SimonW · January 16, 2018, 2:54pm

If your model support batching, the code you gave should just work on batched data. You can even do the clipping in pytorch to speed up further.

luyuwang49 · January 17, 2018, 3:36pm

Thank you for your reply. I want to be more explicit that, if (x_var, y_var) is given as a batch, then:

scores = self.model(x_var)
loss = self.loss_fn(scores, y_var)
loss.backward()

will only compute loss as a single number to be backpropagated to the input images in the batch. However, I think the perturbation on an image should be generated from its own loss. The loss should be computed by each individual image to be backpropagated. In this manner the loss should be a vector (whose length = batch size).

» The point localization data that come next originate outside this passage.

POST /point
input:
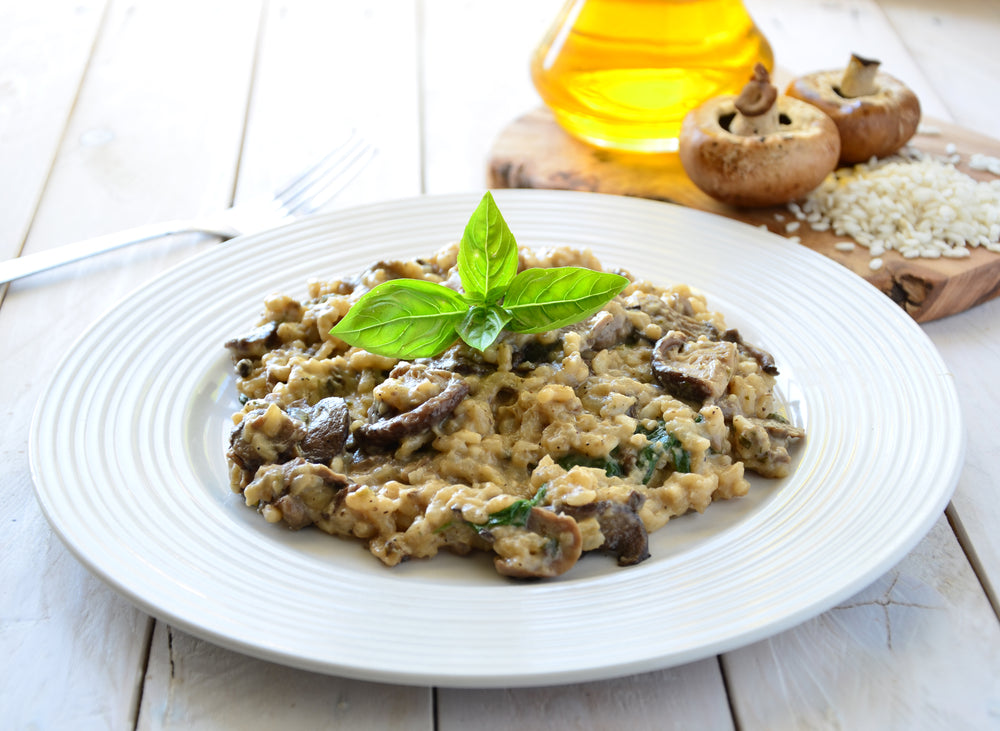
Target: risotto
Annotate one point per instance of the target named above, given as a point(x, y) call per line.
point(540, 448)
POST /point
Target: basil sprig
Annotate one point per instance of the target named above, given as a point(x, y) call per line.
point(413, 318)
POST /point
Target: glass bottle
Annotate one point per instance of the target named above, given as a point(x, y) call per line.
point(622, 74)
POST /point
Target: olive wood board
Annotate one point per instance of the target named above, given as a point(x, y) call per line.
point(533, 151)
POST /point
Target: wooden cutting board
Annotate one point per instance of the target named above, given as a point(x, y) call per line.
point(534, 152)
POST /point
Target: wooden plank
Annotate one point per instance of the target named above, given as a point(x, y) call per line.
point(686, 697)
point(966, 343)
point(307, 96)
point(955, 47)
point(918, 649)
point(534, 152)
point(193, 685)
point(44, 48)
point(475, 81)
point(304, 100)
point(812, 35)
point(155, 132)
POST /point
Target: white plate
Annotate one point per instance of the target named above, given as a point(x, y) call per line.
point(127, 457)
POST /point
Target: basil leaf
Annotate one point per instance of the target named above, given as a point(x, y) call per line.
point(546, 299)
point(487, 255)
point(612, 467)
point(481, 325)
point(403, 318)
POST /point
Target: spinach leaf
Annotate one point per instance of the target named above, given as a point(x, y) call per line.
point(516, 514)
point(662, 442)
point(482, 324)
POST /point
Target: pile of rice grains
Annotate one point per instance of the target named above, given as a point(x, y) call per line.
point(918, 204)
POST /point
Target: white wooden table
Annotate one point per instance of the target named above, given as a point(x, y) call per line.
point(116, 113)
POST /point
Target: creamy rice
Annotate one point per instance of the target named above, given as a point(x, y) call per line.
point(539, 449)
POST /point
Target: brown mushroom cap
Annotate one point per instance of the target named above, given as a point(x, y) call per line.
point(759, 170)
point(871, 125)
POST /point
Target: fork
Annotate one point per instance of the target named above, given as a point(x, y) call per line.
point(305, 194)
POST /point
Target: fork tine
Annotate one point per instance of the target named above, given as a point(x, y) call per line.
point(340, 165)
point(336, 182)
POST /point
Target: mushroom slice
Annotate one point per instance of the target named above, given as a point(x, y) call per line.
point(326, 430)
point(875, 113)
point(388, 431)
point(625, 535)
point(255, 343)
point(548, 545)
point(760, 157)
point(764, 359)
point(693, 370)
point(762, 444)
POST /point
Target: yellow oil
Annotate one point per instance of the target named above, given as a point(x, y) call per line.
point(622, 74)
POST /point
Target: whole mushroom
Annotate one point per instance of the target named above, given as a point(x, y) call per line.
point(758, 148)
point(876, 113)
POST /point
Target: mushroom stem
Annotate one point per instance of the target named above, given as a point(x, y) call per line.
point(756, 112)
point(859, 77)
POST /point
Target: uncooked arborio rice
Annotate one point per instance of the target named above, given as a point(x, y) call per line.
point(916, 204)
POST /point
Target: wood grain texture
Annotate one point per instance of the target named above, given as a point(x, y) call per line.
point(918, 649)
point(191, 685)
point(302, 103)
point(534, 152)
point(686, 697)
point(147, 116)
point(41, 67)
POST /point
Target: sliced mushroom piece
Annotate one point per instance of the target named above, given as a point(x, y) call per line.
point(764, 359)
point(299, 490)
point(264, 436)
point(758, 157)
point(875, 113)
point(607, 328)
point(255, 343)
point(625, 535)
point(762, 444)
point(548, 545)
point(693, 370)
point(388, 431)
point(461, 360)
point(326, 430)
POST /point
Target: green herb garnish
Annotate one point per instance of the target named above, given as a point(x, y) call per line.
point(412, 318)
point(662, 442)
point(515, 514)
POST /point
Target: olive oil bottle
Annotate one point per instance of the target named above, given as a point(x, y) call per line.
point(622, 74)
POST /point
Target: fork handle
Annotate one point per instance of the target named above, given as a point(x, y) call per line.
point(24, 266)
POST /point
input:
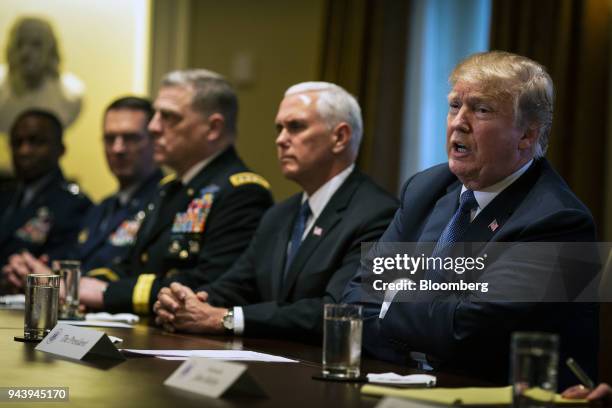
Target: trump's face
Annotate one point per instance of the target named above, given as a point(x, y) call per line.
point(304, 143)
point(483, 141)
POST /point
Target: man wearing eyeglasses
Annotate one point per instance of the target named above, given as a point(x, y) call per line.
point(109, 229)
point(205, 213)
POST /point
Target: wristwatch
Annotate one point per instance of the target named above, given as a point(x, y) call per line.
point(228, 321)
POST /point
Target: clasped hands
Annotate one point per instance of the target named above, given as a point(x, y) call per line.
point(178, 308)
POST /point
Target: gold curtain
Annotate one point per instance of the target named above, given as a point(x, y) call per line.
point(570, 37)
point(364, 49)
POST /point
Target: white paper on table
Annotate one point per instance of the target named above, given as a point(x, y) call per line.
point(226, 355)
point(393, 378)
point(117, 317)
point(95, 324)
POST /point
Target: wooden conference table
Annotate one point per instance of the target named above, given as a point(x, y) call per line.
point(138, 382)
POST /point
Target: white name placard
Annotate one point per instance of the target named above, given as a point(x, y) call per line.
point(78, 343)
point(213, 378)
point(395, 402)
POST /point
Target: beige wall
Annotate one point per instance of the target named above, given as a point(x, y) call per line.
point(263, 47)
point(105, 43)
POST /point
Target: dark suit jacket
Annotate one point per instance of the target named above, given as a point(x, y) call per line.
point(359, 211)
point(232, 199)
point(458, 333)
point(49, 224)
point(109, 229)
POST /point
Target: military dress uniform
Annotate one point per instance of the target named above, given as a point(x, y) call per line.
point(191, 234)
point(110, 228)
point(47, 223)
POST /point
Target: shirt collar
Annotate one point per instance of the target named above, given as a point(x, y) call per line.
point(319, 199)
point(196, 168)
point(124, 196)
point(486, 195)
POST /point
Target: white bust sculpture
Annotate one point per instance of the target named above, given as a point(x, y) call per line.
point(32, 78)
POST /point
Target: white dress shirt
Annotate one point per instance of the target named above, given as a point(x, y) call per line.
point(317, 202)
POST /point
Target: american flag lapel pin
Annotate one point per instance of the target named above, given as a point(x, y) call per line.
point(493, 225)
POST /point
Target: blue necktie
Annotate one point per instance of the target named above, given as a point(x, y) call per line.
point(298, 231)
point(457, 226)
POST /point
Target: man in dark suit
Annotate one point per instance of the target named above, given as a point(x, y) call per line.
point(205, 214)
point(42, 214)
point(496, 187)
point(109, 228)
point(307, 247)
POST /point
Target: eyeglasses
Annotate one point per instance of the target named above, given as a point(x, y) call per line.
point(128, 139)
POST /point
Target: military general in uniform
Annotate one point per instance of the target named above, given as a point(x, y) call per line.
point(205, 213)
point(43, 212)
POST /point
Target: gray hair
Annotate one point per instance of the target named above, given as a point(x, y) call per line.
point(212, 93)
point(524, 80)
point(334, 105)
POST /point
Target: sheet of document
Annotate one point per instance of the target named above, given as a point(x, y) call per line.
point(92, 323)
point(226, 355)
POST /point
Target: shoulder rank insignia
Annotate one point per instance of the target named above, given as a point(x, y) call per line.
point(167, 179)
point(246, 177)
point(36, 229)
point(73, 188)
point(194, 219)
point(125, 234)
point(83, 235)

If this is true I guess we can still compute scores as above (which supports batching), but is there a good way to vectorize the loss computation and backpropagation in PyTorch?

SimonW · January 17, 2018, 4:26pm

I understand your concern now. Assuming your loss_fn is a standard loss that linearly combines loss for each data, then doing backward using the aggregated loss is equivalent with doing it separately because \grad_X a X = a * 1, where 1 is the tensor with same shape as X but filled with all ones.

If you are using the loss fns in nn.* and want to do it more explicitly, you can use the reduce=False kwarg (doc here: http://pytorch.org/docs/master/nn.html#loss-functions). Then the loss will be a tensor, but this usually doesn’t average across data dimensions as well. To get per-data loss, you may need to do manual averaging across dimensions within data (depending on the fn you use). Then, you can specify gradients for each data and backward by loss.backward(torch.ones(batch_size)).